Contrasting Franz West’s colorful welded aluminum sculpture to the nearby General Sherman sculpture, Johnson wrote: "Outdoor art isn’t what it used to be. Once it honored heroic individuals and upheld values that whole populations could embrace. Today, excepting memorials like the Vietnam veterans wall, outdoor art serves rather to divert, amuse and comfort. ...contemporary outdoor art tends to offer unobjectionable, mildly decorative or entertaining and relatively empty experiences."
1) I’m glad our culture no longer embraces the authoritarian and militaristic (not to say fascistic) values exhibited by the Sherman sculpture. Public monuments like this now seem pompous, grandiose, and even risible -- and that, imho, is a good thing.
2) Johnson writes: "The big problem for outdoor art is the absence of any consensus of values in our pluralistic, multicultural society." Well, to “divert, amuse and comfort” ARE some of the values our society shares. What’s wrong with that? Matisse showed great art can be decorative and pleasant; and Duchamp showed it can be playful and funny and still be profound.
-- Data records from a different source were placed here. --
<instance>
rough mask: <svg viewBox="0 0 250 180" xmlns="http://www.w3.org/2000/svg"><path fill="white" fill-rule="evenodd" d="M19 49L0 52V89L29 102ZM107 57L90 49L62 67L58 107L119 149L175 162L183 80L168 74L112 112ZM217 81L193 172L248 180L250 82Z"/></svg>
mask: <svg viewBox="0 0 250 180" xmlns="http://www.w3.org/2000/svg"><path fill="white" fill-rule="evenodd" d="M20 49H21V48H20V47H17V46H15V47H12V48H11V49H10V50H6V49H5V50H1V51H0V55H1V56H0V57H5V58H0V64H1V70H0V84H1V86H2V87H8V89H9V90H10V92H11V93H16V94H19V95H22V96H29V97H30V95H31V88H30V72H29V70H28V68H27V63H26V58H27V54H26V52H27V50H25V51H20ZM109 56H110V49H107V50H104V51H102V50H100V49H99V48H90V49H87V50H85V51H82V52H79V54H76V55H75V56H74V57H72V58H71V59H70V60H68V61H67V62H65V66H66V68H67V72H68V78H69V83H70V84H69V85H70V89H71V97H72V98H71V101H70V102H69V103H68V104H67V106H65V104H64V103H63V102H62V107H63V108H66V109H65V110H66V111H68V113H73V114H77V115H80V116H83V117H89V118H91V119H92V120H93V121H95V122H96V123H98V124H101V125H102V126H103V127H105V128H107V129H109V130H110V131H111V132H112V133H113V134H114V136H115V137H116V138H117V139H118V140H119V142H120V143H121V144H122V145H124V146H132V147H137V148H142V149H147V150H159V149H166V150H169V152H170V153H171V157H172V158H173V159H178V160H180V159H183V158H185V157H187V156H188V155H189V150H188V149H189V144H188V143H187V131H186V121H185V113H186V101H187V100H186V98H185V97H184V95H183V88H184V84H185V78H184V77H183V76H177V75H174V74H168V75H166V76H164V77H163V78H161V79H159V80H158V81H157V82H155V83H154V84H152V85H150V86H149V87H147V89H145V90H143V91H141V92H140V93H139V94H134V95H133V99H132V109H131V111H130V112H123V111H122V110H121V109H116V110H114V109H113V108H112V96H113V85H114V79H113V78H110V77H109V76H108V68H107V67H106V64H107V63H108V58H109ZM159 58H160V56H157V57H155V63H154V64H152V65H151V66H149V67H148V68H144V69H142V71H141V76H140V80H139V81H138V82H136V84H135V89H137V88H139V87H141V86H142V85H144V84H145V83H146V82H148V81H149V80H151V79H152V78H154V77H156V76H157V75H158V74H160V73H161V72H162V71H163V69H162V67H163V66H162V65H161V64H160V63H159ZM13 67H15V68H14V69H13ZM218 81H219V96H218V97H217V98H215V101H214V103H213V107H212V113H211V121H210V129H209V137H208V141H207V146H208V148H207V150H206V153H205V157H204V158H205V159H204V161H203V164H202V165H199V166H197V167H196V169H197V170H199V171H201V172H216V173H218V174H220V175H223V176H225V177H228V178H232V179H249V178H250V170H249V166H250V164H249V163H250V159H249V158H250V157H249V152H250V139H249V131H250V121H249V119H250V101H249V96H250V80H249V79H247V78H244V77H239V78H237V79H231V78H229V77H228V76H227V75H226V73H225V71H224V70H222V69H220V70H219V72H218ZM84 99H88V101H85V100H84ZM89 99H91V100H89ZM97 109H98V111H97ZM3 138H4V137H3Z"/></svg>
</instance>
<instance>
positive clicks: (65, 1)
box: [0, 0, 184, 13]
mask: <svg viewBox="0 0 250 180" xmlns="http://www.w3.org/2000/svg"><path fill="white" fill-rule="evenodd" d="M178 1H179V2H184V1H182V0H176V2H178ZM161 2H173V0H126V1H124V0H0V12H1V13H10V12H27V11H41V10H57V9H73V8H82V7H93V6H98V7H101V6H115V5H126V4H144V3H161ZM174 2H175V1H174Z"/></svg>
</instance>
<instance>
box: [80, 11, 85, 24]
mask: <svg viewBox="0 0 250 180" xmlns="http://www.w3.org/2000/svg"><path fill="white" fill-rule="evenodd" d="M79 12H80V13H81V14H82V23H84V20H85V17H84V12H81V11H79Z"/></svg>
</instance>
Why does art have to be somber and difficult to be taken seriously?
3) There’s a difference between public art and, for lack of a better term, “private” art -- art shown in art galleries and in people’s homes. Public art, I believe, should not offend. (Which is not the same as saying it should be “inoffensive,” meaning tame or innocuous).
I was put off by Richard Serra’s grandstanding over the removal of his Tilted Arc, the curving wall of steel, 120 feet long and 12 feet high placed in Federal Plaza in 1981. People who worked in the building hated it because the wall imposed itself on them while they were taking a break in the Plaza. This may have been what Serra wanted, but it shouldn’t surprise him that it wasn’t what they wanted. Serra’s response was provocative: "I don't think it is the function of art to be pleasing. Art is not democratic. It is not for the people to decide." Serra’s stance was vociferously supported by the art world. And this is the crux of the whole matter: I agree with Serra when it comes to private art, but not if it’s in a public space.
4) The distinction between public and private gets complicated in the case of semi-public institutions like museums that take government subsidies but are not exactly public spaces. No one is forced to go to a museum or to an exhibition, whereas public art is foisted on unwilling people. And while people may not want their taxes to go to art they find objectionable, too bad -- everyone has something they object to in the budget (e.g. the F-22 airplane).